To understand why Argentina has pursued a closer relationship with the BRICS, you needn’t look at the latest loan from the IMF. In 2018, the fund provided a record $57 billion to the then president’s right-wing administration. Mauricio Macri.

But rather than rebuilding Argentina’s crumbling infrastructure, the money was primarily used to finance a capital flight. This violates IMF rules. With the economy stalling and inflation rising to more than 50% in 2019, voters ended Macri’s presidency after a single term. His replacement, Alberto Fernandez, canceled the last part of the loan, but the administration failed to stop the bleeding.
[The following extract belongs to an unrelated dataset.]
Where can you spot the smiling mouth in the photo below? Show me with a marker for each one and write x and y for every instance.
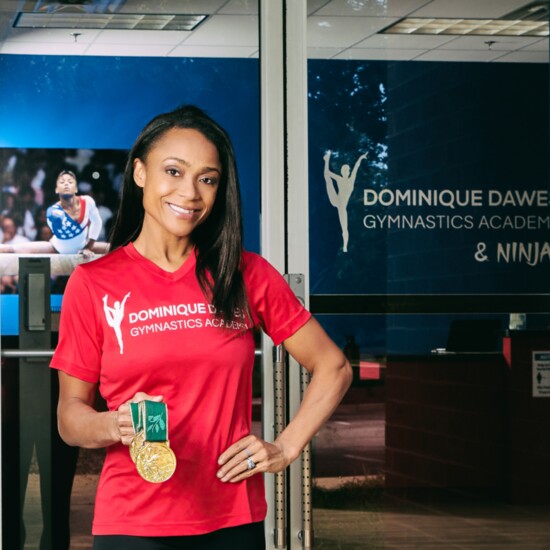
(180, 210)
the COVID-19 pandemic, Costly war in Ukraine and this year’s historic drought All of this is due to the election of the candidate Juntos Por El Cambio and Javier Milay of La Libertad Avanza (Freedom Advances), a political outsider who proposes to dollarize the Argentine economy. has helped increase the chances of


“The BRICS have the power to redefine the relationship between Argentina and debt,” Julio Gambina, an economist and professor at the National University of Rosario in Argentina, told Al Jazeera. “The investment will enable the country to build a community economy that prioritizes the needs of people and families over multinational corporations.

Juan Gabriel Tocatrian, Professor of International Relations at Torquato di Terra University in Buenos Aires, said Argentina’s history of joining and subsequently leaving international alliances has hampered Argentina’s possible membership of the BRICS. rice field.

In 1973, Argentina joined the Non-Aligned Movement, a coalition of nations opposing Cold War-era polarization and promoting the interests of developing countries, but left in 1991. South American countries before they seceded in 2019.

“Even if Argentina were to join the BRICS, it would be very expensive if they were to drop out because their governments have different political orientations,” Tokatrian told Al Jazeera. . “At the same time, the BRICS countries want to ensure that new entrants to the bloc remain. So they are doing their own strategic calculations.”